2. Significativamente, o resultado por hora
trabalhada é por volta de 30% maior nos Estados Unidos,
na França e na Alemanha do que no Reino Unido. Até
um quinto dessa lacuna de produtividade com a Alemanha e a
França é resultado direto de níveis inferiores
de especialização britânicos.
3. Apesar de quatro em cada cinco empregadores
estarem atualmente tomando ativas providências para
resolver a deficiência de especialização
de sua força de trabalho, despendendo em torno de £4,5
bilhões em treinamento, apenas a metade dos empregados
se beneficiam disto. Por enquanto, quase um terço dos
empregadores que sofrem déficits de especialização
em sua força de trabalho admitiram que ao deixarem
de treinar seus empregados eles mesmos contribuiram para a
existência de problemas com especialização.
O LSC está convocando as empresas para
que juntos enfrentem este desafio.
Mark Haysom, presidente do LSC, declarou:
“Esta pesquisa se resume em ouvir e entender as necessidades
das empresas. Para permaneceram competitivas tanto nacional
como internacionalmente as empresas britânicas devem
elaborar estratégias para treinamento e desenvolvimento
da equipe.

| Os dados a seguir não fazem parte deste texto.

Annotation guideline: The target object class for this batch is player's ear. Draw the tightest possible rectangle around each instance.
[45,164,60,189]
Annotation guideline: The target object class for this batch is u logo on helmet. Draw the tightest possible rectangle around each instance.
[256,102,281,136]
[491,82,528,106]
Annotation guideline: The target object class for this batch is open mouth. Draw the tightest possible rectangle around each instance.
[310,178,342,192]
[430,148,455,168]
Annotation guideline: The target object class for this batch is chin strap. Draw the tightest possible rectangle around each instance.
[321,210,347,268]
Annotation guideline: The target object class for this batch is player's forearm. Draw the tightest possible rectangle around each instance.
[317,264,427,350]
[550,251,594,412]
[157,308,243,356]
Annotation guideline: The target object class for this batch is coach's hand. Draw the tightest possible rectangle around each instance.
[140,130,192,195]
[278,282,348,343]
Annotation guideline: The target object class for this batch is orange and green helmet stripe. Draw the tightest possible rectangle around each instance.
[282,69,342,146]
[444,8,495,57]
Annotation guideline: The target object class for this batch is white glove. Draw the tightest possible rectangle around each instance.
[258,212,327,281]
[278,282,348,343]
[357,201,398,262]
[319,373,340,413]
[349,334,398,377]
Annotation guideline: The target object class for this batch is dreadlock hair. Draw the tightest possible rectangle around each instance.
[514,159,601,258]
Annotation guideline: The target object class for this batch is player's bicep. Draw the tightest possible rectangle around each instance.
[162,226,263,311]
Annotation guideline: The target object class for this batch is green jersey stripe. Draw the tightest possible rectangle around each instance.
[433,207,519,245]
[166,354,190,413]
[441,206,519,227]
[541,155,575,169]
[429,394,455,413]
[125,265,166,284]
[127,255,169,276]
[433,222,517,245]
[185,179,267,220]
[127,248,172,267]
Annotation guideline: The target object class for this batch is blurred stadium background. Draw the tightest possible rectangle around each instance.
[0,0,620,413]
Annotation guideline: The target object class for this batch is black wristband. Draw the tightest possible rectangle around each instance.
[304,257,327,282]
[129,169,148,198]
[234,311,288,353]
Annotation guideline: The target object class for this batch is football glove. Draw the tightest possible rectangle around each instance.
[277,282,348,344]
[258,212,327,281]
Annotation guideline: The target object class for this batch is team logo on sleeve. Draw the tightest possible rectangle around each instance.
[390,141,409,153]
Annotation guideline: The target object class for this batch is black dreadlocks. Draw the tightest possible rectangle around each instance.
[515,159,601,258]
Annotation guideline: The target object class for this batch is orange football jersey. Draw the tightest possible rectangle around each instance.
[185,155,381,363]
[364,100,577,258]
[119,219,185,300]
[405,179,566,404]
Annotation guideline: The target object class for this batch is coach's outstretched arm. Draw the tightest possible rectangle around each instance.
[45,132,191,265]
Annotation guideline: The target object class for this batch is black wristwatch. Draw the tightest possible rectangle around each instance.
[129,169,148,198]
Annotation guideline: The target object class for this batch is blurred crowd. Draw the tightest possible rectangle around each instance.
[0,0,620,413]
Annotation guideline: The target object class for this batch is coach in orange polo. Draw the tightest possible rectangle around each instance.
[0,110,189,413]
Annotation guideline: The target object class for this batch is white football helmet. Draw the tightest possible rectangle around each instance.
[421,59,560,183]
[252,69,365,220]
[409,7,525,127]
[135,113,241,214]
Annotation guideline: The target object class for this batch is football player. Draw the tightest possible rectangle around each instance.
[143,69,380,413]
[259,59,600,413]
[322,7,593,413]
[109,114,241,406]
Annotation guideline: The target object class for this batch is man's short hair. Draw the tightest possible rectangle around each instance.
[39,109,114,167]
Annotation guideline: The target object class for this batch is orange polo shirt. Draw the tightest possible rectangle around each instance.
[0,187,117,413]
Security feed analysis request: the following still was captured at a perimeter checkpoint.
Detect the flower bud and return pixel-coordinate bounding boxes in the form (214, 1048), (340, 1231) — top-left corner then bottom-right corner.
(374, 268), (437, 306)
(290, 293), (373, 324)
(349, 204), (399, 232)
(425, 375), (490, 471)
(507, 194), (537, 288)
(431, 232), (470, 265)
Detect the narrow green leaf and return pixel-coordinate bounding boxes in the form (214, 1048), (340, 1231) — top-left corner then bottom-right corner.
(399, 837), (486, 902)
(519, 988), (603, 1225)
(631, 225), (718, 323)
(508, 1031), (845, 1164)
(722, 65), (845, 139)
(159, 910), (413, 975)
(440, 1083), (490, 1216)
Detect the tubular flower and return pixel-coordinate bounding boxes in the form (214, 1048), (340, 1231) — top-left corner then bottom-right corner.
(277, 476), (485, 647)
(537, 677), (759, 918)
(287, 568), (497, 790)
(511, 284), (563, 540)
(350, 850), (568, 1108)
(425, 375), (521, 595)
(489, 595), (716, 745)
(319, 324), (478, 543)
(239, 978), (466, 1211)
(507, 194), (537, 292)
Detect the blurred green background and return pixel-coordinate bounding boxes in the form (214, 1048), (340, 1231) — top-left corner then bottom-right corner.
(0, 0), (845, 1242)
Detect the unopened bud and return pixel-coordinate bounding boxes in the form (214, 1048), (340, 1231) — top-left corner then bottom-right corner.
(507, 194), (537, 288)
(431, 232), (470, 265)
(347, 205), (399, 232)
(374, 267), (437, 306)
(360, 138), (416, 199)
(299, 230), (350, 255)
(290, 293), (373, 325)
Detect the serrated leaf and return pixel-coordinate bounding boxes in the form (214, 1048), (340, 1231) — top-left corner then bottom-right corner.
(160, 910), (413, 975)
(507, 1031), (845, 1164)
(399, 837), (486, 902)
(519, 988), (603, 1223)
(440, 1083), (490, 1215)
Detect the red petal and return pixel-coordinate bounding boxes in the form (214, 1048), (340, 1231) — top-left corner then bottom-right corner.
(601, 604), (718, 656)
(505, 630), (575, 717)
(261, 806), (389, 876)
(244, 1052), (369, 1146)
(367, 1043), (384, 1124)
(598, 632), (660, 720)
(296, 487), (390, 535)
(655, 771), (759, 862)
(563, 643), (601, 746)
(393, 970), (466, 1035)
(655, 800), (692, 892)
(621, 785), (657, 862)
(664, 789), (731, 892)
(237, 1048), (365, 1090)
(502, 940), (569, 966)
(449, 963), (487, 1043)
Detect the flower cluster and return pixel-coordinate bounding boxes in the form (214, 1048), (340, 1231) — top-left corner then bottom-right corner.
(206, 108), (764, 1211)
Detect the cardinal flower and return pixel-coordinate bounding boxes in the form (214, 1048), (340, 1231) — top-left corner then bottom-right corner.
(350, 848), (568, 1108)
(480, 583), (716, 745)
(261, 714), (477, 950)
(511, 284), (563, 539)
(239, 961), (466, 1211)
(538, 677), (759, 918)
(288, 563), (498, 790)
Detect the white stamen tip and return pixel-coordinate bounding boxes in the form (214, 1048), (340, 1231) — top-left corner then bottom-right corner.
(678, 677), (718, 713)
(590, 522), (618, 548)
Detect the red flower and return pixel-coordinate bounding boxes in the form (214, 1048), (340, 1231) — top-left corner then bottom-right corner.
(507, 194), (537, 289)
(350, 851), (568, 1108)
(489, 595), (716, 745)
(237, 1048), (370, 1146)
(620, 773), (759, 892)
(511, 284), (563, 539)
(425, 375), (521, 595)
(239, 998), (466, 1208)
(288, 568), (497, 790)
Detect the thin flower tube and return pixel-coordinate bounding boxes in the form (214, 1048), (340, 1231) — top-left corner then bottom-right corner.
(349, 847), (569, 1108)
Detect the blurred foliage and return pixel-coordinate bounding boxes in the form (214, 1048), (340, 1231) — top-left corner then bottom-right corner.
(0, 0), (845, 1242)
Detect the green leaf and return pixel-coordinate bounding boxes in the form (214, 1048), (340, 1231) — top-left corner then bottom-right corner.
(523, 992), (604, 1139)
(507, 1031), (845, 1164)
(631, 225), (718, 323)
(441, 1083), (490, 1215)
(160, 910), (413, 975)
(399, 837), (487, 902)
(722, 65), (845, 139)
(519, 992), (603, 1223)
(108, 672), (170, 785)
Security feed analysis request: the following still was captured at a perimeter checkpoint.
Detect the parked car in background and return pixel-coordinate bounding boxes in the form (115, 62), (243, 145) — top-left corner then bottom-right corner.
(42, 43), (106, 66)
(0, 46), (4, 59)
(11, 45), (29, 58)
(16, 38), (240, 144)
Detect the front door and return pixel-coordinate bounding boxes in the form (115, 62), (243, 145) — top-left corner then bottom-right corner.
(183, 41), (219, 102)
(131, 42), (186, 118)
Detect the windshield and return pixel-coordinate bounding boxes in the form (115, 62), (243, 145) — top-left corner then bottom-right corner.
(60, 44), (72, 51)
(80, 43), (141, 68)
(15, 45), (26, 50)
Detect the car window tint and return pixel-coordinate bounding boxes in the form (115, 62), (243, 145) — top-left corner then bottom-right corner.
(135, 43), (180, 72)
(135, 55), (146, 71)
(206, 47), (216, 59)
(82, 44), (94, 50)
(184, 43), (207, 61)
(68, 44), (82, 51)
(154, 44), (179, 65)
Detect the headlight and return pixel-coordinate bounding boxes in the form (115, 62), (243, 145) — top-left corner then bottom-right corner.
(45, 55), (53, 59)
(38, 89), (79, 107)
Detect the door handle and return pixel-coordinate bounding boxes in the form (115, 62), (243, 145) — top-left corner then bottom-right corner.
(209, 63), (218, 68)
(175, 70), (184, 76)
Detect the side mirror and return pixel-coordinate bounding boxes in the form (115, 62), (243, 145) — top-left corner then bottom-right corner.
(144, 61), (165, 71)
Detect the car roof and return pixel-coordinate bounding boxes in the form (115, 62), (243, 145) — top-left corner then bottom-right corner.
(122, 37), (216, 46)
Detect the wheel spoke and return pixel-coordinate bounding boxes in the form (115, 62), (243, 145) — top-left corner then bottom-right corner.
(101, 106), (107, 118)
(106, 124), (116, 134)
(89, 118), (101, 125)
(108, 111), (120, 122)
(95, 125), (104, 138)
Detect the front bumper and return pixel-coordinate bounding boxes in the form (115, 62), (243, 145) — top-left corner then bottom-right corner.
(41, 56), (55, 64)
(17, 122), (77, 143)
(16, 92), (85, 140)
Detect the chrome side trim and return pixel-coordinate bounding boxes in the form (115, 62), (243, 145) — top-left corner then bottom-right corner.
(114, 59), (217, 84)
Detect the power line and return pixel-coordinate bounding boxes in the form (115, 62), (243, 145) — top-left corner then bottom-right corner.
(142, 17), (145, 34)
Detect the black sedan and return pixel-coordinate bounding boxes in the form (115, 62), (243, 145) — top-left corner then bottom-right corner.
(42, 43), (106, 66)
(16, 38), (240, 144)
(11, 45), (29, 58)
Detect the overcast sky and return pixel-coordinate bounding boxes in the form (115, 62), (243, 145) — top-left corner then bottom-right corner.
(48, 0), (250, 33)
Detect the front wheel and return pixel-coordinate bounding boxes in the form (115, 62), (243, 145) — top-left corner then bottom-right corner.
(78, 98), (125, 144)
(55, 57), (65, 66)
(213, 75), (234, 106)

Esta pesquisa, a maior de seu tipo sobre as necessidades
de conhecimento dos empregadores da Inglaterra, nos permitirá
identificar melhor aquelas áreas específicas
que têm mais necessidade de investimento e continuar
nosso trabalho junto aos empregadores para desenvolver soluções.
Precisameos que as empresas reconheçam os problemas
implicados aqui e trabalhem em parceria conosco”.
A pesquisa investiga 27 setores empresariais, e envolve todos
os tamanhos de organizações.
Uma das companias envolvidas era uma das principais fábricas
de automóveis, a BMW. Comentando as descobertas da
pesquisa, Harald Hrueger, diretor-gerente da BMW, disse: “Nós
sabemos que cuidar das lacunas de especialização
na força de trabalho é crucial para o sucesso
de nosso negócio. Na BMW nós temos o compromisso
de treinar a equipe em todos os níveis e consideramos
isto fundamental para a lucratividade da empresa”.
O LSC utilizará os dados da Pesquisa
Nacional de Especializações dos Empregadores
para planejar e financiar essa atividade, para assegurar que
ela preencha as necessidades específicas das empresas.
Os achados mais importantes da pesquisa foram discutidos por
Gordon Brown, Chancellor of the Exchequer (secretário
do tesouro), Charles Clarke, Secretário de Estado para
Educação e Especializações, e
o presidente do LSC, Mark Haysom, em um evento dirigido para
acionistas que ocorreu na última quinta-feira.